I think maybe the title to this should probably be "she falls like a ton of bricks and makes the ground shake" but that's a lot longer and not nearly as kind to my poor self-esteem. For some reason or another here lately I've had a string of stupid falls resulting in either humiliation or pain, but mostly just pain.
A few weeks ago I opened my front door into my face. I was seriously opening the HECK out of the door. I was bringing in the groceries, and somehow managed to crack the storm-door right into my face - managing to crank it right into my nose and left eye. I fell into the house, and laid on the floor for a while moaning. I actually almost passed out, but not quite. I couldn't stay long though as I had brought home dinner also, and didn't want it to get cold. Sandy wanted to know if I'd concussed myself. Probably.

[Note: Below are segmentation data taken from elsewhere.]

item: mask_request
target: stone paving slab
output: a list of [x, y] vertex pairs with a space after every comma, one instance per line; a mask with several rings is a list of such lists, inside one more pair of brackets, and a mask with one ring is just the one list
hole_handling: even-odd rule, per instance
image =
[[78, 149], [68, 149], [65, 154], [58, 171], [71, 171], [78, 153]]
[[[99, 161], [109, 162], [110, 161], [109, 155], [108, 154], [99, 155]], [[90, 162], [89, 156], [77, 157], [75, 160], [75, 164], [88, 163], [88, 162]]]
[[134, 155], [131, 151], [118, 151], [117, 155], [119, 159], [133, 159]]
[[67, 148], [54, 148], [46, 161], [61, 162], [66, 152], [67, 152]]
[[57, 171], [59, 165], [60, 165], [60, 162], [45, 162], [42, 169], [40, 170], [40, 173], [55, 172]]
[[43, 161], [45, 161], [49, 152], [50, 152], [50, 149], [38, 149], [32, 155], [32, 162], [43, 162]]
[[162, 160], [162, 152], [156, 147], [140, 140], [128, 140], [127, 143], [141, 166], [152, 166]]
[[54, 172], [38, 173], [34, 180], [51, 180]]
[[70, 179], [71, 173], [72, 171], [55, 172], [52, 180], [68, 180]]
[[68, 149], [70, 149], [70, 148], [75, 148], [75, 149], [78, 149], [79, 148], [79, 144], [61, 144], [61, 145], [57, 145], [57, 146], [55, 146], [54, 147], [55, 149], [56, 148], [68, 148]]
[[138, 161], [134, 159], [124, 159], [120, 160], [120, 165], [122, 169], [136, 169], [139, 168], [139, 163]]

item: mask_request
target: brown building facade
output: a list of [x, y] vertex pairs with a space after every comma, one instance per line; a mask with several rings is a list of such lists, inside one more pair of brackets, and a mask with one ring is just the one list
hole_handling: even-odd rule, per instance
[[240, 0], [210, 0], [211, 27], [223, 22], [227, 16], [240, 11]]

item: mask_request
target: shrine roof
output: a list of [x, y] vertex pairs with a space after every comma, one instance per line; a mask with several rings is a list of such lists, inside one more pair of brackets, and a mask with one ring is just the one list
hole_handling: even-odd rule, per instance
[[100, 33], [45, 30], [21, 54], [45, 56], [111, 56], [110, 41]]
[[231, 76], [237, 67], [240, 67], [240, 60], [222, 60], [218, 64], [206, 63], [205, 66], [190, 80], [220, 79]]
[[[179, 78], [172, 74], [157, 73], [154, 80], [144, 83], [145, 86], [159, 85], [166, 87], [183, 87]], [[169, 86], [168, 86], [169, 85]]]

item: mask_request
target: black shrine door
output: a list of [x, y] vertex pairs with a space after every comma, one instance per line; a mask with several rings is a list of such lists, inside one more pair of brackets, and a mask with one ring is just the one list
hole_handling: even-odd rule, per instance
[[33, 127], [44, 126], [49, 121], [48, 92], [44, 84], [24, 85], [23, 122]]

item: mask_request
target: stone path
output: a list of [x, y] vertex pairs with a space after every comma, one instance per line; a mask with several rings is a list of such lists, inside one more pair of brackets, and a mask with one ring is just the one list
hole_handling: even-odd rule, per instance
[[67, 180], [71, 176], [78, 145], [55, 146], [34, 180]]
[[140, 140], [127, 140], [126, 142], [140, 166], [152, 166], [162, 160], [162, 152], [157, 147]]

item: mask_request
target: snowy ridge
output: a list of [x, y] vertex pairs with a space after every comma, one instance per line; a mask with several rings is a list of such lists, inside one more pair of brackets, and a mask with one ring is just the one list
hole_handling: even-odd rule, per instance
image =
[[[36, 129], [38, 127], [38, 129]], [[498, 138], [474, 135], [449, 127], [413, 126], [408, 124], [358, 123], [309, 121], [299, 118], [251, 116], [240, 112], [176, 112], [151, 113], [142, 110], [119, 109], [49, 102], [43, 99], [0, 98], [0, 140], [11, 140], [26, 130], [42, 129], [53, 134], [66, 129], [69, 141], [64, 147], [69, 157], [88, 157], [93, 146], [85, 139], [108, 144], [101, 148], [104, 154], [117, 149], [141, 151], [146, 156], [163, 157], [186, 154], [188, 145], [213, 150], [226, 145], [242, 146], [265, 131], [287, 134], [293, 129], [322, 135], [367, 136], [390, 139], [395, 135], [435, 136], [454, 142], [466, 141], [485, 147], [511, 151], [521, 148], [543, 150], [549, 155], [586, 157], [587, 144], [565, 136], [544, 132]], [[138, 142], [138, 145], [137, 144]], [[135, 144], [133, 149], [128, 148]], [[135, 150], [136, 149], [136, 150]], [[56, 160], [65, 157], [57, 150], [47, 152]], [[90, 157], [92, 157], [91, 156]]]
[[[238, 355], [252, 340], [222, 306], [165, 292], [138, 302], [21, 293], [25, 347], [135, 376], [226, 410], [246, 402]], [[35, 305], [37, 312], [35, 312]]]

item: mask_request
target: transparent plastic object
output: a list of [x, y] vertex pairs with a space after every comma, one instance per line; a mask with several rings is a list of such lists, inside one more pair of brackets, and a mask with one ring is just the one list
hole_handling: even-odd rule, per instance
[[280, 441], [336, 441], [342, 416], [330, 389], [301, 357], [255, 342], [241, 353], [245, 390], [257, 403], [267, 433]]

Later that night I had taken off my glasses (I wear contacts during the day and glasses at night) and was rubbing my swollen nose. I was walking back from the garbage cans in the dark, with my glasses off, and somehow I managed to fall over a bush. This would be the same bush that I've walked around almost every day for the last seven years. Anyway, I landed sort of tee peed over the bush with my behind in the air... butt crack all flashing for anyone with night goggles to see as my shirt was part-ways over my head and I was wearing low rise jeans (which are only made for skinny teenaged girls wearing cute thongs and sporting tattoos of butterflies over their cracks - none of which applies to me). I was face down with my face inches from my concrete stoop. I thought, "I sure hope nobody is watching tonight". That didn't hurt but I sure did feel stupid.
Then this past weekend at the trial I managed to fall out of Robin's camper. Twice. That's right. Normal people would maybe fall out once, but oh no. Twice. The first time I didn't hurt myself, I only felt stupid. The second time I had puppies in my arms and it was like puppy popcorn. I turned over my ankle - and it is still swollen up now. In fact... I have a cankle. That's when you can't tell your calf from your ankle. I don't think it's broken, and I know this because of my surperior armchair doctoring skills. Oh yeah, I'll probably be banned from the campers of all triallers... destined to only stand on the ground and look in longingly. After all, who wants a chick falling out of their camper on a regular basis?
In response to my own personal stupidity and misery I ate two pieces of cake yesterday. After tonight with Pam I will have indulged in bacon cheese fry debauchery multiple times this week. I have upped my quota of F Bombs for the week. If F Bombs were gas I could drive for a month without having to fill up. I've had orange fire shoot out of my eye sockets more than once in the last week, and watched four episodes of Grey's Anatomy back to back last night. I road-raged two different people on my three mile drive home from work yesterday.
I think a donut would make me feel better. Eh, make that a dozen donuts spread out over two days. That, and not hurting myself for a few weeks. Yes, I'd like a hiatus from stupid accidents until at least December. I don't think that's asking too much.